Acerca del reconocimiento táctil: Museo Tiflológico de la ONCE

Una mano sobre la escultura de la Dama de Elche

03/Julio/2020

Ocio y cultura

Las actividades del Museo Tiflológico de la ONCE han expandido el conocimiento y la cultura de una parte significativa de la sociedad, y en particular, de las personas con discapacidad visual, muchas de las cuales interaccionan con las obras mediante el sentido del tacto, pues, a través de las yemas de los dedos, pueden identificarse las uniones de la Torre Eiffel o las columnas del Coliseo Romano. Asimismo, puede reconocerse la fisionomía de la Dama de Elche o comprenderse espacialmente el Acueducto de Segovia. Estos son sólo algunos de los ejemplos de las joyas del Patrimonio Universal que el Museo Tiflológico pone a disposición de sus visitantes en sus salas de reproducciones de monumentos.

A su vez, gracias a su colección de obras artísticas, el museo permite que las personas ciegas se aproximen al arte a partir de la exploración táctil de piezas originales.
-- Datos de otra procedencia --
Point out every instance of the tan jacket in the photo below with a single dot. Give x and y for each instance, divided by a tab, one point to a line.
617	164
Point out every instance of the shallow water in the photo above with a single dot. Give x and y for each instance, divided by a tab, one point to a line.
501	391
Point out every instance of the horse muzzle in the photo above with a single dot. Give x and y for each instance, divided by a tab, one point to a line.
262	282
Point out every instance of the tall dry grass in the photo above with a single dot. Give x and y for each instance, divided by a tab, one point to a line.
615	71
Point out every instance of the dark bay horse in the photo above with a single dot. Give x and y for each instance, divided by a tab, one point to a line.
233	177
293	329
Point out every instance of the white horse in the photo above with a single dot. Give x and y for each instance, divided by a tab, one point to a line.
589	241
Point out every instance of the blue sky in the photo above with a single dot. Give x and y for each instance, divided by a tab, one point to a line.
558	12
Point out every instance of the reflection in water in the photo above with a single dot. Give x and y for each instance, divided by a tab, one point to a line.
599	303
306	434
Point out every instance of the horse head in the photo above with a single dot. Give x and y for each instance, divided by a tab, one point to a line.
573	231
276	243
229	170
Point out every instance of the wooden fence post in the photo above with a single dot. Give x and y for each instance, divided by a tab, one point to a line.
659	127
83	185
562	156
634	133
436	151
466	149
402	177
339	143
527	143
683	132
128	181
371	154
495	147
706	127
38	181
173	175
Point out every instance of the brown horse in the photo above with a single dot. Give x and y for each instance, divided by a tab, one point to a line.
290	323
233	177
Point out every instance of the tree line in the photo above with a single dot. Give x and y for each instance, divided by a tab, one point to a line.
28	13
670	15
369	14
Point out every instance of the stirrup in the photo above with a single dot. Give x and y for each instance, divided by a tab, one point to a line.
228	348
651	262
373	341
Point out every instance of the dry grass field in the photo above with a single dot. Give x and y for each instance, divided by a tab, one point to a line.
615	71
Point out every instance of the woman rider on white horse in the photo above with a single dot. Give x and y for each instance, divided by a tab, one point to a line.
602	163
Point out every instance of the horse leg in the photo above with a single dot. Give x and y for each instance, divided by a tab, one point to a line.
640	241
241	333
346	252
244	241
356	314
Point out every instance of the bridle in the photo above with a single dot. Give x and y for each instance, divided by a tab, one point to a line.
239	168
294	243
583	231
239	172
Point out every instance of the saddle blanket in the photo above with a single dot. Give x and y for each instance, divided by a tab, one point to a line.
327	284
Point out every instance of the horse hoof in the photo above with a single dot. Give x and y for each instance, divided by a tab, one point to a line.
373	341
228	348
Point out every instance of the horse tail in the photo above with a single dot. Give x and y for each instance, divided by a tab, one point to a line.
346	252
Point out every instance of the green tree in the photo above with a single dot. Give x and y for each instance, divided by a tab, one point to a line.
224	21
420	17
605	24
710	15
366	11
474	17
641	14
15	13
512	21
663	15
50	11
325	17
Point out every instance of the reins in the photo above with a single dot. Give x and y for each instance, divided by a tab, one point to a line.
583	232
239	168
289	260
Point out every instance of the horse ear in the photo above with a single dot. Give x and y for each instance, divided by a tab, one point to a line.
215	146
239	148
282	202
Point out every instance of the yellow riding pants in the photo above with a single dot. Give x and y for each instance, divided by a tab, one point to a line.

No obstante, como consecuencia de la crisis sanitaria, las personas ciegas y con discapacidad visual grave estamos muy preocupadas por recuperar la situación anterior, en la que las colecciones táctiles de los museos estaban disponibles para ser tocadas sin restricciones.

Desde el Museo Tiflológico, cuyo lema es: “Museo para ver y tocar”, en el marco del Día Internacional de los Museos, el pasado 18 de mayo, celebramos una mesa redonda bajo el título: “En lo tocante a tocar” (vídeo de abajo). Ahora, con motivo de la reapertura del museo, el 7 de julio, queremos profundizar en lo que significa tocar para reconocer, percibir y acceder a la información visual de una obra artística tridimensional.

Para comprender la percepción táctil de una obra de arte, es preciso señalar que el sentido del tacto es complejo, dado que abarca numerosos procesos y mecanismos fisiológicos y psicológicos. Concretamente, el tacto funciona de un modo analítico, y precisa un contexto explicativo que permita integrar la información parcial captada, de modo que sea posible la creación de una imagen táctil. En este sentido, es necesario matizar que la imagen táctil del objeto físico concreto es de diferente naturaleza comparada con la imagen visual.

El canal de información táctil, o de forma más general, la percepción háptica, integra las sensaciones del tacto activo, tales como la presión, la vibración, o la temperatura, así como la información procedente del sistema cinestésico, relativo a la posición y movimiento del propio cuerpo. Por ello, pueden apreciarse dos dimensiones de la exploración táctil: la identificación de las cualidades de un objeto tridimensional y el reconocimiento de la forma espacial; y, por tanto, mediante el movimiento de los dedos, es decir, a partir del tacto activo, la manipulación y las referencias internas con respecto a las posiciones del cuerpo, pueden comprenderse los objetos táctilmente y así formar el juicio personal sobre la estética de las piezas. Sería de ese modo como podrían percibirse la superficie pulida de aluminio y la curvatura de los párpados del bebé de la escultura Baby Silver, de Kay Woo, o cualquiera de las reproducciones arquitectónicas realizadas a escala, por citar obras pertenecientes a los fondos del Museo Tiflológico.